About two years ago, a team at Oxfam International noted Pharma’s ROW opportunity as part of their assessment of the progress the industry has made since 2002 in increasing developing world access to essential medicines for treating HIV, TB, and malaria (Oxfam International). In addition to reporting the good news was that progress was made (and according to a yet-another-Gates-funded organization which is aimed at increasing investor pressure, progress is continuing [Access to Medicines Index]), the Oxfam authors stated:
The growth opportunities in emerging markets have been seized on by investors as representing the panacea to flagging performance by the pharmaceutical industry. For this potential to be realised however, investors recognise that serving these markets requires companies to adapt prices, to employ flexible distribution systems, to abandon the blockbuster model in favour of developing drugs for niche makrets and if necessary, a high-volume, low profit margin model.
Unfortunately, they do not provide much support for this statement. More useful would be an evaluation of the multiple challenges to ROW market entry, like weak distribution systems, major chance of diversion, unreliable governments, and the real potential that the cost of making and selling a product will exceed the acceptable price. Is there a Frost and Sullivan type of analysis of the market opportunity for pharma products in the developing world? I’d start with vaccines as the model.

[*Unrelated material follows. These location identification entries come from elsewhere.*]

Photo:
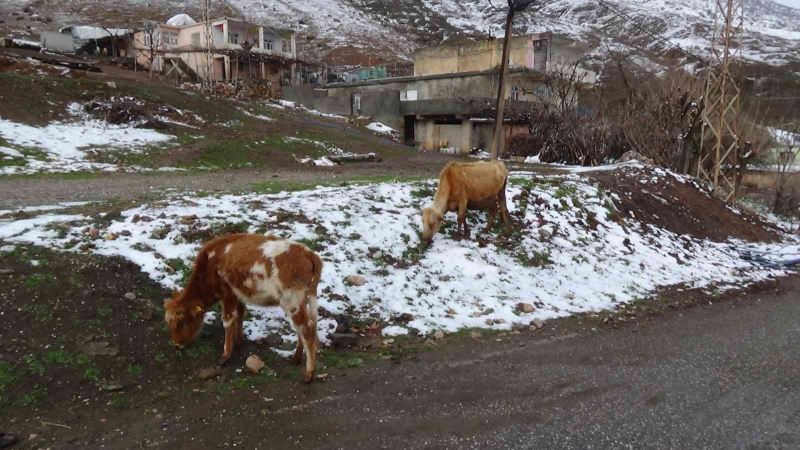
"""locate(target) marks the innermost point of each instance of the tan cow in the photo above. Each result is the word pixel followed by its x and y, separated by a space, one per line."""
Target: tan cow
pixel 241 269
pixel 463 186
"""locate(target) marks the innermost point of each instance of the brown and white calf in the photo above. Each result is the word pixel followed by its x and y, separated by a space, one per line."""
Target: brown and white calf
pixel 241 269
pixel 467 186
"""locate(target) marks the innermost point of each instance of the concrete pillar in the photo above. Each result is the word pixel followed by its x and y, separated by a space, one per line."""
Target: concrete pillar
pixel 466 136
pixel 429 143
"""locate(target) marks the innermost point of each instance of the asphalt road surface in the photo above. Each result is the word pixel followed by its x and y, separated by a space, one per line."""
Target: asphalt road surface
pixel 725 375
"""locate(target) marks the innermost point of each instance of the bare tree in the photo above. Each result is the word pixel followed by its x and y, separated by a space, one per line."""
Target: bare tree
pixel 787 202
pixel 564 83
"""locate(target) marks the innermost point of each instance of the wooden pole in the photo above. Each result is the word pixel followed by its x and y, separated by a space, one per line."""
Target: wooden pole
pixel 499 134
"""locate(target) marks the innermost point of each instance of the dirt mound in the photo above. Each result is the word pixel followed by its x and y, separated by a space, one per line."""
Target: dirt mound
pixel 680 205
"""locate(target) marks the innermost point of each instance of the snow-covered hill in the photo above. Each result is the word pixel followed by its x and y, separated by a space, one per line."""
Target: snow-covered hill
pixel 393 29
pixel 772 30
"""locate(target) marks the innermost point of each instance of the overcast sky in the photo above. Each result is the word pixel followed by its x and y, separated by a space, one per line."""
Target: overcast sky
pixel 794 3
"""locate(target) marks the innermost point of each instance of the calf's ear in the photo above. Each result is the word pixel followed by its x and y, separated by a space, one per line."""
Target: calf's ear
pixel 196 310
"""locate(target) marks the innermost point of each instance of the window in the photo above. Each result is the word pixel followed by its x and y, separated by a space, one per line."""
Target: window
pixel 409 95
pixel 170 38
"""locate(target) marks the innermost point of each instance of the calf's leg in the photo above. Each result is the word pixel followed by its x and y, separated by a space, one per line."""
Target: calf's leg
pixel 295 306
pixel 230 316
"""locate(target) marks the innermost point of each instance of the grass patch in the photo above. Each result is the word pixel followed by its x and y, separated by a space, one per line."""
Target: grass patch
pixel 38 279
pixel 274 187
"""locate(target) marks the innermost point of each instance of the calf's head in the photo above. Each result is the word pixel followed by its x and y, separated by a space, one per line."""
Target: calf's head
pixel 184 320
pixel 431 222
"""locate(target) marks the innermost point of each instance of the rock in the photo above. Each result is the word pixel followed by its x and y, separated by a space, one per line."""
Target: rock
pixel 254 363
pixel 209 373
pixel 635 156
pixel 355 280
pixel 406 317
pixel 344 340
pixel 186 220
pixel 100 348
pixel 526 308
pixel 273 340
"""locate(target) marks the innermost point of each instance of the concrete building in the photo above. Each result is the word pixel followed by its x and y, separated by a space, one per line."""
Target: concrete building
pixel 222 49
pixel 449 102
pixel 88 40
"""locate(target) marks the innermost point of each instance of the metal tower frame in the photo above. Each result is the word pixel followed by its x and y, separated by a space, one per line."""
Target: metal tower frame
pixel 719 153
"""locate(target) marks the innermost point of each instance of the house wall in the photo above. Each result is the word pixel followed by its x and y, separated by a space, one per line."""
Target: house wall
pixel 483 55
pixel 61 42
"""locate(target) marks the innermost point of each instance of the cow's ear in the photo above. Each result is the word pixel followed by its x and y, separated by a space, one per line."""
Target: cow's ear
pixel 196 310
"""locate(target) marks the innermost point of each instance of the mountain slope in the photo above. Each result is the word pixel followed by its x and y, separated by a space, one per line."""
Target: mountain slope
pixel 393 29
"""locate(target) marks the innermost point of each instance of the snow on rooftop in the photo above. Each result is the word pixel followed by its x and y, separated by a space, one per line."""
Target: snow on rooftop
pixel 87 32
pixel 180 20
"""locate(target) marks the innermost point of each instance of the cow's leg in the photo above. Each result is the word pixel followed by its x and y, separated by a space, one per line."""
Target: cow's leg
pixel 501 199
pixel 241 311
pixel 295 305
pixel 462 219
pixel 230 313
pixel 490 220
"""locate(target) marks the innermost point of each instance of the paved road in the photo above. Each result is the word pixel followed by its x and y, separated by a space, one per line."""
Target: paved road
pixel 721 376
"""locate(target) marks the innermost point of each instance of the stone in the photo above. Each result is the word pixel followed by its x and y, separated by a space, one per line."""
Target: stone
pixel 406 317
pixel 525 308
pixel 355 280
pixel 254 364
pixel 273 340
pixel 209 373
pixel 344 340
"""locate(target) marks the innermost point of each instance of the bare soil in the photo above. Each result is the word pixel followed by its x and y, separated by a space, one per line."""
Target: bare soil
pixel 680 207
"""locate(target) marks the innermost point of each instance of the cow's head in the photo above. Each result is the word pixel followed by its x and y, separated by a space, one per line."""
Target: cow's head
pixel 184 319
pixel 431 222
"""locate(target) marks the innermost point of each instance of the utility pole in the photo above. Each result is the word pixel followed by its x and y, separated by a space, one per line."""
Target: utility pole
pixel 719 153
pixel 498 143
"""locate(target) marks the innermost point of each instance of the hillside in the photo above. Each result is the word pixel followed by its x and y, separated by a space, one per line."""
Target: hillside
pixel 394 29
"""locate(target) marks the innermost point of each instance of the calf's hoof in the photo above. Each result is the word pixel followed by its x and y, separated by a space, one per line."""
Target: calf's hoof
pixel 223 361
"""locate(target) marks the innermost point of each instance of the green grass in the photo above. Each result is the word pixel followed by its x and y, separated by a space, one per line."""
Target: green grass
pixel 7 377
pixel 38 279
pixel 274 187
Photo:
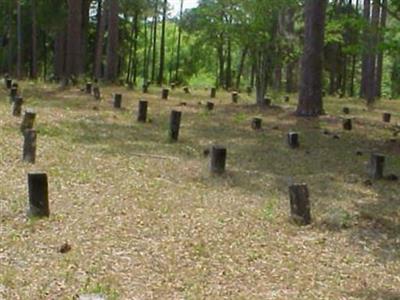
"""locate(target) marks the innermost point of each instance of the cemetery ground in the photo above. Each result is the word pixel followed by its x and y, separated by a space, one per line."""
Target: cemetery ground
pixel 139 217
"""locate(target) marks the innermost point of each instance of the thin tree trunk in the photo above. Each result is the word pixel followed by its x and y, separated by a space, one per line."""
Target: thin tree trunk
pixel 113 41
pixel 101 25
pixel 162 45
pixel 84 34
pixel 353 64
pixel 44 55
pixel 370 91
pixel 10 28
pixel 228 76
pixel 130 63
pixel 34 40
pixel 221 63
pixel 379 68
pixel 74 38
pixel 365 56
pixel 19 40
pixel 241 66
pixel 155 21
pixel 135 48
pixel 145 52
pixel 60 54
pixel 178 51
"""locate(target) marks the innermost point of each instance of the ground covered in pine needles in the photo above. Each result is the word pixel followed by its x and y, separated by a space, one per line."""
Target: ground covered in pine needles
pixel 145 220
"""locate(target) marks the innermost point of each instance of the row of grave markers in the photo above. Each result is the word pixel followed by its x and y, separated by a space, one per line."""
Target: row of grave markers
pixel 38 182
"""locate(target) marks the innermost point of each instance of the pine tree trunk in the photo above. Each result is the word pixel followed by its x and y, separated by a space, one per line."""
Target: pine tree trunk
pixel 101 25
pixel 74 38
pixel 60 44
pixel 162 45
pixel 154 58
pixel 365 56
pixel 310 98
pixel 113 41
pixel 228 75
pixel 241 66
pixel 19 40
pixel 178 51
pixel 221 63
pixel 135 48
pixel 34 41
pixel 370 91
pixel 379 68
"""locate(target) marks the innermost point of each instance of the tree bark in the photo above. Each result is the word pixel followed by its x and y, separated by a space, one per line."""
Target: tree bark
pixel 34 41
pixel 365 58
pixel 241 66
pixel 74 38
pixel 162 45
pixel 153 63
pixel 178 51
pixel 310 98
pixel 60 54
pixel 101 25
pixel 379 68
pixel 19 40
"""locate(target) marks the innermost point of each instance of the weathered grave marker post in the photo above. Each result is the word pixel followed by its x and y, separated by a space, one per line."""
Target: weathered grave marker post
pixel 38 195
pixel 213 92
pixel 347 124
pixel 88 87
pixel 210 105
pixel 256 123
pixel 117 101
pixel 174 125
pixel 235 97
pixel 293 140
pixel 29 148
pixel 376 165
pixel 28 120
pixel 218 159
pixel 386 117
pixel 17 106
pixel 142 111
pixel 300 204
pixel 96 93
pixel 164 94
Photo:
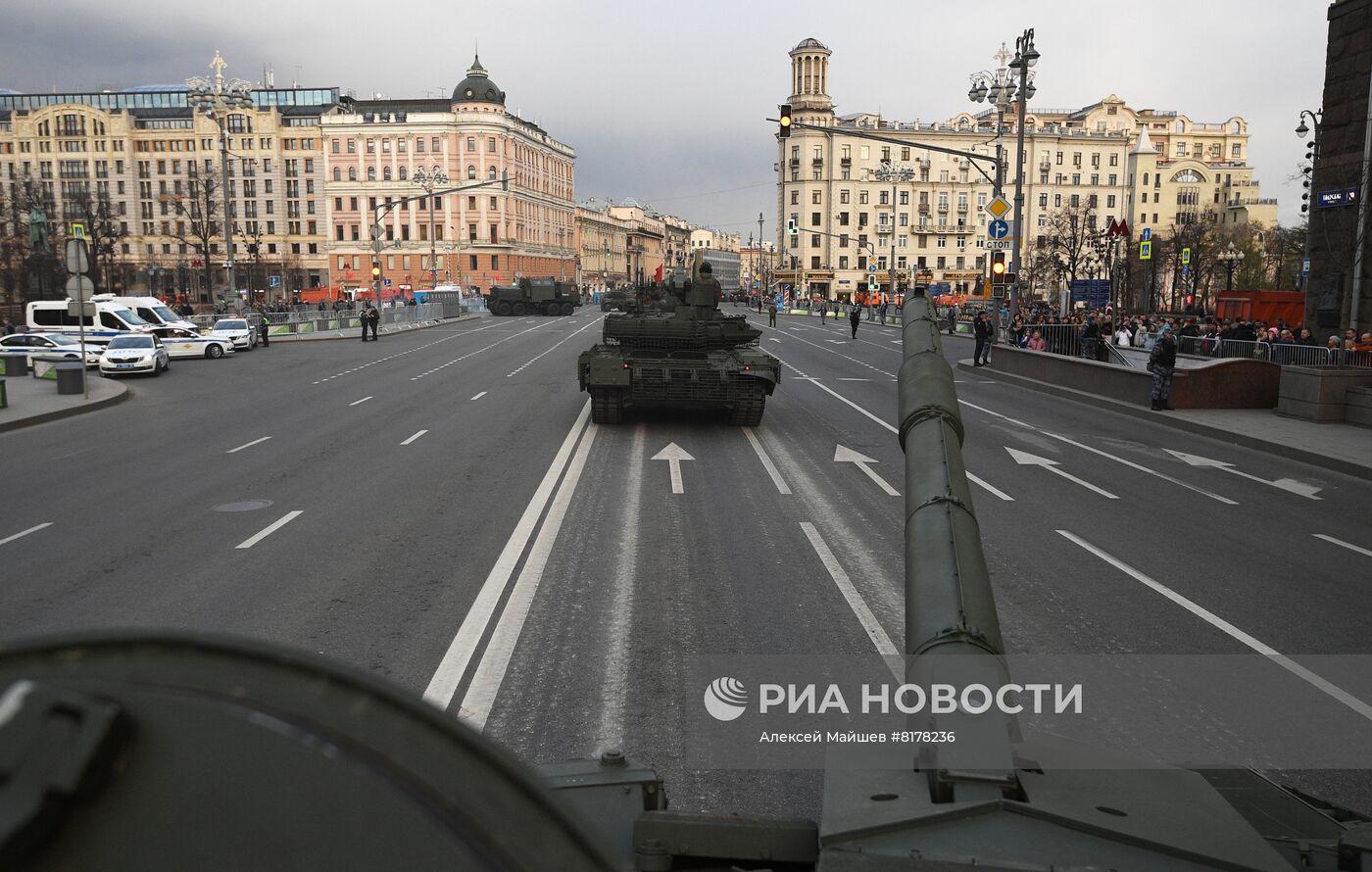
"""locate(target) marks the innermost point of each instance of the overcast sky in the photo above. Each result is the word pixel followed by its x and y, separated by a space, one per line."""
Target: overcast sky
pixel 664 102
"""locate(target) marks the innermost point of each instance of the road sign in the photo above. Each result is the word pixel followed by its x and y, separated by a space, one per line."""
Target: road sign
pixel 1337 196
pixel 79 287
pixel 77 257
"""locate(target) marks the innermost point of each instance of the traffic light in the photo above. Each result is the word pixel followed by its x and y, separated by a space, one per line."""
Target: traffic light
pixel 998 267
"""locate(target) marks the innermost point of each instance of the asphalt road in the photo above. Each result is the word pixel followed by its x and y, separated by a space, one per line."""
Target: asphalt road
pixel 435 508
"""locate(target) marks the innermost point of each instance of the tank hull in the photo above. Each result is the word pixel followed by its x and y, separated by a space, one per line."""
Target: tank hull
pixel 737 380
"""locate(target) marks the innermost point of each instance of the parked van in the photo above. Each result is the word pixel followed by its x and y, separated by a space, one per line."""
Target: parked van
pixel 110 319
pixel 150 309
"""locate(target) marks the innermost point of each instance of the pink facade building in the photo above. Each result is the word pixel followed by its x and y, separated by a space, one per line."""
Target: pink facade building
pixel 484 234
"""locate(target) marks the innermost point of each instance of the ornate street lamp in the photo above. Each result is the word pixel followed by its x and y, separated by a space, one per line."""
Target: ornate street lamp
pixel 431 181
pixel 220 99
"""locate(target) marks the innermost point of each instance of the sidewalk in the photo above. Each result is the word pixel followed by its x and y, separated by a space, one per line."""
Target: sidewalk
pixel 36 401
pixel 1341 447
pixel 354 332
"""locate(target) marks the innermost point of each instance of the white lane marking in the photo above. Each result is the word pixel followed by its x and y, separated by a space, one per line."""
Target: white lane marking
pixel 525 364
pixel 997 491
pixel 1331 539
pixel 970 477
pixel 1261 648
pixel 1290 486
pixel 617 632
pixel 443 684
pixel 400 354
pixel 496 658
pixel 1104 454
pixel 761 456
pixel 23 534
pixel 868 621
pixel 863 462
pixel 477 351
pixel 270 528
pixel 247 445
pixel 1024 459
pixel 674 456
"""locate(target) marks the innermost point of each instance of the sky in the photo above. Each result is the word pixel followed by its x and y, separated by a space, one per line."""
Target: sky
pixel 667 103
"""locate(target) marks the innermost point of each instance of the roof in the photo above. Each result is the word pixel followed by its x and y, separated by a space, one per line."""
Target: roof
pixel 477 86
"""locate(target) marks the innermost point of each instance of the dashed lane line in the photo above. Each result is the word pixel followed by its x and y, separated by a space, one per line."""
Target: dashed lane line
pixel 1225 627
pixel 534 360
pixel 1330 539
pixel 270 529
pixel 477 351
pixel 24 532
pixel 401 354
pixel 247 445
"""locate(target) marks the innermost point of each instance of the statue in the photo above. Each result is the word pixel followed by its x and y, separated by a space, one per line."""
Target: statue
pixel 38 230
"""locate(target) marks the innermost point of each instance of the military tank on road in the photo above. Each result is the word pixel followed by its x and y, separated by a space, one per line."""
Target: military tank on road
pixel 679 353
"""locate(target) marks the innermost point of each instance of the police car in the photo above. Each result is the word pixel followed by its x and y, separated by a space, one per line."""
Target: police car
pixel 181 343
pixel 237 329
pixel 134 353
pixel 50 344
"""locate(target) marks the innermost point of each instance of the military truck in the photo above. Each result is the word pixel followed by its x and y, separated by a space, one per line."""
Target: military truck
pixel 679 351
pixel 534 296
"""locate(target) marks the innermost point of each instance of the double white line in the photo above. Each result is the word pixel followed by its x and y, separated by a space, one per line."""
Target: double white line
pixel 510 623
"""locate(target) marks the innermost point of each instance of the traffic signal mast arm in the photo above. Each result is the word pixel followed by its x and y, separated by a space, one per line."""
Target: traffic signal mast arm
pixel 859 134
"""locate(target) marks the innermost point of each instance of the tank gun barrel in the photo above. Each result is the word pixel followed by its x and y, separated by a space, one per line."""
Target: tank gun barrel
pixel 949 600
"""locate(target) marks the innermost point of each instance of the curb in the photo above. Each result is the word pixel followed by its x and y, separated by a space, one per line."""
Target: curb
pixel 1279 449
pixel 352 332
pixel 57 414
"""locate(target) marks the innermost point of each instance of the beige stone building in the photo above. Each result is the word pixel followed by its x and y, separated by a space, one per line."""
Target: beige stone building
pixel 847 219
pixel 482 236
pixel 137 161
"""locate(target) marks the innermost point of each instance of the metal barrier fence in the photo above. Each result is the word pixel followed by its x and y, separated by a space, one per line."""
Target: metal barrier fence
pixel 313 321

At least one major pharma seems to have come to the conclusion that developing world markets are worth selling into and, moreover, worth investing in. Andrew Witty, GlaxoSmithKline CEO, announced in a speech at the Harvard Medical School in February 2009 that the company will try to make its meds affordable in 50 low income countries by capping its prices at 25% of what it charges in the high income countries and will help build out the health care infrastructure (including pharmaceutical distribution) in these countries by committing 20% of its profits from these sales to such projects (Wittty Speech). The absolute numbers are small. A Wall Street Journal article pointed out that the GSK annual sales in the 50 countries is about $43 M (WSJ article), so at the industry average 35% profit margin, the amount available for investment would be only $3 M. But GSK’s plans are refreshing and may be other Big Pharma have their heads up and are thinking creatively.